L’histoire se situe dans le Japon du XVI siècle, où la guerre est quasi permanente. Les seigneurs disputent de terribles batailles afin d’élargir leurs territoires et asseoir leurs pouvoirs, face aux autres seigneurs.

Mais ce roman raconte surtout l’histoire prodigieuse de Yamamoto Kansuke, décrit comme nain, borgne et boiteux devenu le stratège génial et secret du seigneur du clan des Takeda. Porteur d’un rêve immense, celui de l’unité du Japon, il mourra sans avoir vu se réaliser la vision qui soutient son existence.

 

Mon avis

Plus qu’un roman, c’est surtout un documentaire sur la façon dont sont menées les batailles, ainsi que les 15 dernières années de la vie de Kansuke en tant que grand stratège du clan Takeda.

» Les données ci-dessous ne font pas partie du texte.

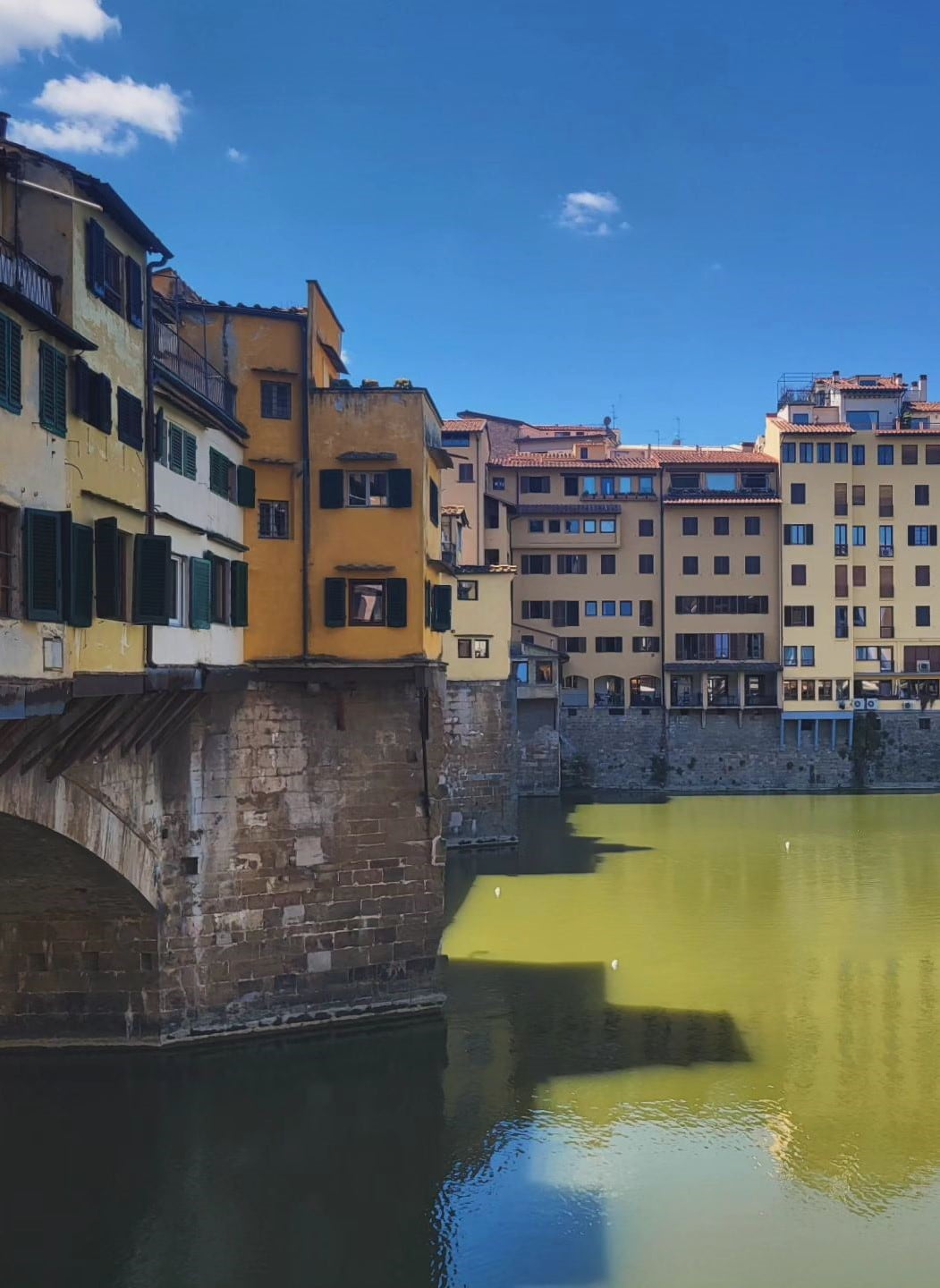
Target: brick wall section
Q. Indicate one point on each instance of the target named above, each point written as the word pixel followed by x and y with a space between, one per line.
pixel 479 770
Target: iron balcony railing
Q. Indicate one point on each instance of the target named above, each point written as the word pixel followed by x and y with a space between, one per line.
pixel 188 365
pixel 29 278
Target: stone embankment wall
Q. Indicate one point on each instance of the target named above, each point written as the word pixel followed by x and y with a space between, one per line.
pixel 479 769
pixel 653 750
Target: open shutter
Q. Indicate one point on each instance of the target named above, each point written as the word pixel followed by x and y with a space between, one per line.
pixel 135 296
pixel 108 570
pixel 94 258
pixel 400 489
pixel 335 597
pixel 199 594
pixel 240 593
pixel 152 580
pixel 43 565
pixel 245 487
pixel 442 597
pixel 80 574
pixel 331 489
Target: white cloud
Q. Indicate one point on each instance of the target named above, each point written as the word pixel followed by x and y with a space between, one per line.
pixel 97 114
pixel 38 25
pixel 591 214
pixel 72 137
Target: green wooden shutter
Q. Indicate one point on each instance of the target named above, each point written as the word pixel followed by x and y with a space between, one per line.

Un livre historique très intéressant, mais 300 pages de batailles et de tueries, on finit par me lasser. J’ai donc survolé les 100 dernières pages, pour apprendre que Kansuke va mourir à la guerre, et l’histoire se termine un peu en queue de poisson.

Une lecture rendue difficile, par le nombre de personnage aux noms compliqués ainsi que des liens de parenté très compliqués. A tel point qu’on finit par se perdre et que ça enlève de la saveur à l’histoire. Les multiples personnages sont très peu détaillés à par Kansuke, le chef du clan Takeda et sa femme Dame Yubu.

En conclusion, si vous ne lisez pas ce livre d’Inoue, il n’y aura pas péril en la demeure, sauf si vous désirez devenir le prochain grand guerrier du 21 ème siècle !!! Je suis déçue, j’avais tant aimé « le fusil de chasse ». Mais je ferais une autre tentative avec un autre roman pour me faire une meilleure idée de son style.